Analyzing data

"Analyzing data" is a broad concept that encompasses a large range of different processes and techniques. There may be more than one way to achieve the same data analysis objective. The overall process is often iterative, requiring that you modify your initial approach based upon information you discover along the way.

Effective data analysis

At its most basic, analyzing data is the process of finding answers to questions about data. Analytics provides a number of commands and other tools that you can use to gain general insights about the data you are investigating, and to answer specific questions. However, you should resist the notion that you can click two or three buttons in Analytics and magically have all your data analysis answers.

Effective data analysis requires:

  • understanding the nature of the data
  • formulating specific analysis objectives
  • knowledgeably applying the tools

Analytics can significantly amplify your data analysis abilities but it does not replace them.

Data analysis commands and tools in Analytics

The table below categorizes Analytics commands and tools by data analysis area.
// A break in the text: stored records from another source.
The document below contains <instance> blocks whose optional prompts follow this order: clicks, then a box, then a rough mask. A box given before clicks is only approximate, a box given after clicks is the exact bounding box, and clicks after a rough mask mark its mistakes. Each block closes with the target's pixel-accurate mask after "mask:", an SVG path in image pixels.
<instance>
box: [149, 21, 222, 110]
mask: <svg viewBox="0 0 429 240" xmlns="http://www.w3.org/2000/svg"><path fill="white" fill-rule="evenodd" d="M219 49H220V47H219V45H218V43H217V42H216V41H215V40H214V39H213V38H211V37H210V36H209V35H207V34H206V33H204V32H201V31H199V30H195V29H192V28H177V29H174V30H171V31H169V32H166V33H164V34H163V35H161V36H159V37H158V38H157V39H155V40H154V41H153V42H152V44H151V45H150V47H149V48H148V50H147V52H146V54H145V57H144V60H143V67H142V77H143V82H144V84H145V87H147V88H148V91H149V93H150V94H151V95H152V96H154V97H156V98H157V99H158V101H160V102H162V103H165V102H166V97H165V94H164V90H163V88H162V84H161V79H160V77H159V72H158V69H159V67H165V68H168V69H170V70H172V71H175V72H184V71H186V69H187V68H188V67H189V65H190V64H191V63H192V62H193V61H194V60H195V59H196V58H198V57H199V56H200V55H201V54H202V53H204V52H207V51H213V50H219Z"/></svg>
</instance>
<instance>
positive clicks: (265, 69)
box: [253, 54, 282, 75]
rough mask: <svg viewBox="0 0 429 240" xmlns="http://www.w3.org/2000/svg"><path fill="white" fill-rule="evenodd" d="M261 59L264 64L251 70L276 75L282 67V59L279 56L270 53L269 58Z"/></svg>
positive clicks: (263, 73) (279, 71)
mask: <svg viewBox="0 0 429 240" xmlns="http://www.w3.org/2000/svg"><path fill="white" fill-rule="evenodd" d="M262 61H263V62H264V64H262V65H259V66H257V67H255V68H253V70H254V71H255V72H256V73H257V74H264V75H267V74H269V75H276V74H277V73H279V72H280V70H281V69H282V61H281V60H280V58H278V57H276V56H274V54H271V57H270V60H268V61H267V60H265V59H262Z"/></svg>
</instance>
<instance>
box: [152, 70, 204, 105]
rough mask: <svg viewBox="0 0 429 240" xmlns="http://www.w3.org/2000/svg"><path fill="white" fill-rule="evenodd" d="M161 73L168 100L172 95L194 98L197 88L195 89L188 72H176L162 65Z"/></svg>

The categories are not intended to be absolute. You may find an effective use for a command outside its category. Some commands, such as Sort and Join, serve a main purpose that is not primarily analytical, but in some situations they can provide analytical insight.

Note

Data analysis, beyond the most basic, typically requires using a series of commands to progressively work toward your analysis objective, rather than using a single command in isolation.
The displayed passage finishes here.